Au-dessus de la ville et du côté du sud, sur une colline escarpée, est le château, dont les vastes ruines annoncent une antique prospérité. Cependant les puissants seigneurs qui l’habitaient se faisaient gloire d’être bourgeois d’Oberwesel. La ville, au temps d’Henri VII, était ville impériale ; c’est, pourquoi on voit des aigles sur les murs. Nulle part au monde le moyen âge ne paraît plus conservé ; l’imagination a peu de frais à faire pour réparer les brèches de la vieille enceinte, et pour la repeupler de ses vieux habitants.

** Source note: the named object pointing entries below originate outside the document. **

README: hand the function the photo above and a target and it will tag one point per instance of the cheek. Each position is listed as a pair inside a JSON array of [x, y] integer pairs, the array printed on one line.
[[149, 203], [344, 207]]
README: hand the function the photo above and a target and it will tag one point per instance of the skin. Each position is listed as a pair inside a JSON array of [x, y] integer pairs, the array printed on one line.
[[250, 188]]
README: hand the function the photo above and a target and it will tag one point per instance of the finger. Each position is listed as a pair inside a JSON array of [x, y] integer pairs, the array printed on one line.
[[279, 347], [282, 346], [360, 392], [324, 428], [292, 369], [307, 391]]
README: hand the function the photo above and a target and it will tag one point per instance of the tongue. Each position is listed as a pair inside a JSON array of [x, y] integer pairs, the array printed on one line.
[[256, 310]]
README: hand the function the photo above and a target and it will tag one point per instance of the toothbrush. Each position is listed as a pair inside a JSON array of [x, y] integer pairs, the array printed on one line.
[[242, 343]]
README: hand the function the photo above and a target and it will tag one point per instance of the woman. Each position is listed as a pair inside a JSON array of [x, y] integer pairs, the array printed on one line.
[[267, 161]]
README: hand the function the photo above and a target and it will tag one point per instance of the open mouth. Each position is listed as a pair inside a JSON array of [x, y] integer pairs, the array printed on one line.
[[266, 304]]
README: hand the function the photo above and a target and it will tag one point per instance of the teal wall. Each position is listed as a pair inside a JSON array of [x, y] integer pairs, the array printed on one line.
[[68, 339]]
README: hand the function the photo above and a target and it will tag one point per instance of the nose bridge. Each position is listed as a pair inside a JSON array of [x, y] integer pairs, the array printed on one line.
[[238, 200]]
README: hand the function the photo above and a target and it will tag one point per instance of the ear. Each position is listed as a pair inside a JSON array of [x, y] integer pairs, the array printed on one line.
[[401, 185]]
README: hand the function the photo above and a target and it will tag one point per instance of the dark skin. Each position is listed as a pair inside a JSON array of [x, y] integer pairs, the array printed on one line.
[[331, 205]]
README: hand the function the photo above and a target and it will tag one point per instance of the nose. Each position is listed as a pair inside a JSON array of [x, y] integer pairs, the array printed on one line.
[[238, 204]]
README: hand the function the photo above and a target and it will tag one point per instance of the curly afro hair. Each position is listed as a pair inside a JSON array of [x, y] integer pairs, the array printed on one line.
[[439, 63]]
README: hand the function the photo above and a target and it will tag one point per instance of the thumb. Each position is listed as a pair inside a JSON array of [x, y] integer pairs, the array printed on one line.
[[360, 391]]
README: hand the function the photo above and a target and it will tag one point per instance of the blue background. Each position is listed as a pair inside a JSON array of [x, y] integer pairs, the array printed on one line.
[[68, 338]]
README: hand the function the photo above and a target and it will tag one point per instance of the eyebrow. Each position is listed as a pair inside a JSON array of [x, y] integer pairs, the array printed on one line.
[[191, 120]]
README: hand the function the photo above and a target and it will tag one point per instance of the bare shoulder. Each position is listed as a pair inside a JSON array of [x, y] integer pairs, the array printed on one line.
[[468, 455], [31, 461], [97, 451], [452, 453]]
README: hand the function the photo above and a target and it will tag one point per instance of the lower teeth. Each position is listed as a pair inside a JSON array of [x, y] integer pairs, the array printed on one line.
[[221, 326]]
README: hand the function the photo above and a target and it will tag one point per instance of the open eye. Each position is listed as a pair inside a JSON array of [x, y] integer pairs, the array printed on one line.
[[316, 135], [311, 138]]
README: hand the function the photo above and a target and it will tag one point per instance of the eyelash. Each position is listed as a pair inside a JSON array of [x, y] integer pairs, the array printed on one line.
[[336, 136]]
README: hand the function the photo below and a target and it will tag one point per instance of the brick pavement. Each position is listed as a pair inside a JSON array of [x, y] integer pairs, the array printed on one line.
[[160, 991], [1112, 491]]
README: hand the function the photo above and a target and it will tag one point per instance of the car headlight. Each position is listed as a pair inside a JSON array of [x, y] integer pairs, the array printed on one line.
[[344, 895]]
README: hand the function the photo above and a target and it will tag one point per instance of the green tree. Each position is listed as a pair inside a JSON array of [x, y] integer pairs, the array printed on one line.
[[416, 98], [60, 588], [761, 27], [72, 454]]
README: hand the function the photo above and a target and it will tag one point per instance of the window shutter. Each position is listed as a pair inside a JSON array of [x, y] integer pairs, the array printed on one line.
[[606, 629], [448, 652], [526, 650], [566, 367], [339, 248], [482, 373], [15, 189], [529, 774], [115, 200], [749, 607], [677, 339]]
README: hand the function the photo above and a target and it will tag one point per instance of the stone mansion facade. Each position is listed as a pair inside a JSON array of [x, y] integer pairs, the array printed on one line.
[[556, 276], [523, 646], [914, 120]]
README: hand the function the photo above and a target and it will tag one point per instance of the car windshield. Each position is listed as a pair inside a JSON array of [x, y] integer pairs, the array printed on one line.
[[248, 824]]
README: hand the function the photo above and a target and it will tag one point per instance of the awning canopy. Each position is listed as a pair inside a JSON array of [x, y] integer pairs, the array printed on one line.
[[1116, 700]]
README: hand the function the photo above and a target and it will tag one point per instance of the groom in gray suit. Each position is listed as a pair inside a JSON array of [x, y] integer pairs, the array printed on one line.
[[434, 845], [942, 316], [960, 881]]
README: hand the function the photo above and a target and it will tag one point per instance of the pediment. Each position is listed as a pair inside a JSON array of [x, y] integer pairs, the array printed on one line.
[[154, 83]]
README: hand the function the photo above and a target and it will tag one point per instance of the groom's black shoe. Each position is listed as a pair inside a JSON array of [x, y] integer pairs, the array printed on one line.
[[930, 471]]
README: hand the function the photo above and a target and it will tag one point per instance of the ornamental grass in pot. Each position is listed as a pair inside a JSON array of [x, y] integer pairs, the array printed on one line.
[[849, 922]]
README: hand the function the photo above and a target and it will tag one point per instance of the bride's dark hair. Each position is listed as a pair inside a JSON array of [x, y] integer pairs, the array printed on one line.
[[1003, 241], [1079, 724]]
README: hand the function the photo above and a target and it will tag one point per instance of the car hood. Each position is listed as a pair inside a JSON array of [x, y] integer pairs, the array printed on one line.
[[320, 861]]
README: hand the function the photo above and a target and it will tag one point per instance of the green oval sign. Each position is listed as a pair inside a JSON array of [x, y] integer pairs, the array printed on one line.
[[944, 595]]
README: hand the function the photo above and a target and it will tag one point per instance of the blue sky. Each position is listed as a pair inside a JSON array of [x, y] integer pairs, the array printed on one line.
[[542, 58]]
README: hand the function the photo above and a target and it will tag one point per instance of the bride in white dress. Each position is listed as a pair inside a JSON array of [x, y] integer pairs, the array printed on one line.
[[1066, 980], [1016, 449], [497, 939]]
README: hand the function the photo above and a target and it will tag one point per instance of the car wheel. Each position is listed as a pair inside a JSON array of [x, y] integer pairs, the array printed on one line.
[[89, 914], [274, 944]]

Ce travail de l’imagination est encore plus facile à Stolzenfels. Maintenant qu’un prince en a relevé et meublé les murailles, il n’en coûte rien pour se croire transporté au siècle de la chevalerie, et pour se représenter les conditions de la vie féodale. On comprend cette vie solitaire, mais indépendante; incommode, mais superbe ; cette richesse qui ne donnait point ce que nous appelons l’aisance, mais la force ; ce plaisir des yeux qui dominaient une admirable contrée sans y découvrir ni maître ni obstacle. A. cette hauteur, au-dessus des petits intérêts et des petites craintes, il était facile que les cœurs fussent élevés, invincibles. Si les nobles ont fait les châteaux, on peut dire aussi que les châteaux ont fait les nobles. Rheinfels, Ehrenfels, Marxsburg, Stolzenfels, Heidelberg ce sont les berceaux, ce sont les nids de tous ces aigles de batailles s’ils n’avaient pas habité dans les tempêtes, ils n’auraient pris ni un vol si haut, ni un cœur si intrépide.